W tym spotkaniu Jacek Góralski pojawił się na boisku w drugiej połowie, a Jakuba Świerczoka zabrakło w kadrze meczowej z powodu choroby. Jeśli dodać do tego efektowną wygraną 5:1 w pierwszym meczu grupowym z CSKA Moskwa, Łudogorec przed meczem z Espanyolem ma sześć punktów i imponujący bilans bramkowy aż 8:1. Formę potwierdza też w lidze – w tym sezonie nie przegrał, a ostatnie sześć spotkań wygrał bez straty gola.
Góralski przed wyjazdem na zgrupowanie kadry narodowej zagrał w podstawowym składzie Łudogorca z Lewskim Sofia (1:0). Po powrocie z udanych meczów w reprezentacji pauzował w meczu ligowym z powodu kontuzji pleców i także w spotkaniu z Espanyolem jest występ stoi pod znakiem zapytania.

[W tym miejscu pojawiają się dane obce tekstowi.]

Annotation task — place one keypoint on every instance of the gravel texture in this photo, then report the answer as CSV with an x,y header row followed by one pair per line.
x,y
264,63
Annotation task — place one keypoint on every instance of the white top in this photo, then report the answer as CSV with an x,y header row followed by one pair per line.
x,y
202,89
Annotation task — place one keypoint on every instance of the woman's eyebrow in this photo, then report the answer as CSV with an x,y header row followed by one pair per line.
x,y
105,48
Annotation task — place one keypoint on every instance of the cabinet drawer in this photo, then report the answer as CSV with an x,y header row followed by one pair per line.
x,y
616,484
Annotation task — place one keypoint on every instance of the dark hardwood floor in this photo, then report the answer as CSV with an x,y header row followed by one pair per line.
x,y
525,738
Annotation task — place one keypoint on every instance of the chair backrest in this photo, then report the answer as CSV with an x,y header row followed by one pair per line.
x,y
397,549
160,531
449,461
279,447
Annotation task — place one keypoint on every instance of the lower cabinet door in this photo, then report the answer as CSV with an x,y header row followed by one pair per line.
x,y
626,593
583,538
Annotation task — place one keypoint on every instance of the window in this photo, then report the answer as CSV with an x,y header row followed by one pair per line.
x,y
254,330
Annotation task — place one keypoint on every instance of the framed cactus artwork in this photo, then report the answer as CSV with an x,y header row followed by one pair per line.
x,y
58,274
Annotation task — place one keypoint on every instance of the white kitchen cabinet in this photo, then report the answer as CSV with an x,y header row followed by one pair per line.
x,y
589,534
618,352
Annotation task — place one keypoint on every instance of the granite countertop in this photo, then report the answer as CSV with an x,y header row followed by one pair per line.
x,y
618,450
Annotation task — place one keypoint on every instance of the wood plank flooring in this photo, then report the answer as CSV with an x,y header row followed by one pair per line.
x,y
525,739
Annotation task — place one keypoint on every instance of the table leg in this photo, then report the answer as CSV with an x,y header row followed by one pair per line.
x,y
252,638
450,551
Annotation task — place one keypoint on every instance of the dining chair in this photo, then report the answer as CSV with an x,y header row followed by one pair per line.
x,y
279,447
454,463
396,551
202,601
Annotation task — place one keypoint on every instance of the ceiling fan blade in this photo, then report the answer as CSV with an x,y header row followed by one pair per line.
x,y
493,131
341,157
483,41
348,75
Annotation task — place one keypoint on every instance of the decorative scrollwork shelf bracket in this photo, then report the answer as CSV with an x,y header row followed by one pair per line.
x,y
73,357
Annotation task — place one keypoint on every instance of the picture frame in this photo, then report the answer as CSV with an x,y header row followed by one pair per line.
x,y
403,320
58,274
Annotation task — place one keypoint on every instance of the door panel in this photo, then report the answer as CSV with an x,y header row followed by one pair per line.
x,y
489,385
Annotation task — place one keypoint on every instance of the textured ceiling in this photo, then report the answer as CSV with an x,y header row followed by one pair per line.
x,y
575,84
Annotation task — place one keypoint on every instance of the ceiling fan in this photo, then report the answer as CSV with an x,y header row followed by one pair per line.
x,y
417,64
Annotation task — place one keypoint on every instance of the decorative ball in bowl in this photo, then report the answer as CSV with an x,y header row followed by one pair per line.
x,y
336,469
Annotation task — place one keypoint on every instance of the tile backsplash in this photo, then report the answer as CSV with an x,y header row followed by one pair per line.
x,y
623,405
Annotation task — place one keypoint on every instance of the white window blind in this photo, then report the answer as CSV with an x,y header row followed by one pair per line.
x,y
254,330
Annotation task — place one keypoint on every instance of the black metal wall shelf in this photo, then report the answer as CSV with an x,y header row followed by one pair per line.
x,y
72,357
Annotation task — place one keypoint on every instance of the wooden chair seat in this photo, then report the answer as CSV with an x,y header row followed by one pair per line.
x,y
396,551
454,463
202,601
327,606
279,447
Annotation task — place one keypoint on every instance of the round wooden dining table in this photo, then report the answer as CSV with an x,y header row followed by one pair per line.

Gotowy do gry za to jest Świerczok. W ostatniej ligowej kolejce 27-letni napastnik wrócił do kadry meczowej i na boisku spędził ponad pół godziny. Jego rywal z ataku Claudio Keseru jest kontuzjowany, co może otworzyć szansę występu przed Polakiem od pierwszej minuty. Ostatni raz do siatki Świerczok trafił w połowie sierpnia. – Dwa zwycięstwa w Lidze Europy sprawiły, że jesteśmy pewniejsi siebie. Stadion będzie pełny, kibice oczekują wygranej i mam nadzieję, że piłkarze pokażą potencjał. Espanyol to najsilniejszy rywal w grupie i niech nikogo nie zwiedzie, że słabo radzi sobie w lidze. Remis? Jeśli wychodzisz na boisko z takim zamiarem, to przegrasz – mówił Stanisław Genczew, trener Łudogorca, na przedmeczowej konferencji.
Trudne zadanie czeka także Tomasza Kędziorę i Dynamo Kijów, które podejmie FC Kopenhaga. W tabeli grupy B obie drużyny mają po cztery punkty. Duńczycy prowadzą dzięki temu, że strzelili jednego gola więcej. Oba zespoły w swoich ligach są wiceliderami. Po słabym początku sezonu Dynamo wygrało pięć spotkań z rzędu (bez straty gola), ale dziesięciopunktowa przewaga Szachtara Donieck będzie trudna do odrobienia. FC Kopenhaga ma cztery punkty mniej od FC Midtjylland, ale ostatnio częściej traci punkty niż zdobywa.
Kędziora od początku sezonu jest podstawowym obrońcą Dynama. Z 16 spotkań opuścił tylko dwa. Przeciwko FC Kopenhaga powinien być w wyjściowej jedenastce. Wiktor Cyhankow, pomocnik Dynama uważa, że mecz będzie ciekawy. – FC Kopenhaga to dobry, szybki i agresywny zespół, który lubi grać piękny ofensywny futbol. Mecz z zespołem, który nie staje z tyłu, by się bronić zapowiada się bardzo interesująco. Starają się, by kibice czuli emocje – uważa Cyhankow. – Mamy plan na to spotkanie. Gramy u siebie, musimy być agresywni i jesteśmy w formie – zaznacza.
Inne ciekawie zapowiadające się spotkania trzeciej kolejki to m.in. AS Roma – Borussia Moenchengladbach, FC Porto – Rangers FC, Partizan Belgrad – Manchester United, Celtic Glasgow – Lazio Rzym, Eintracht Frankfurt – Standard Liege.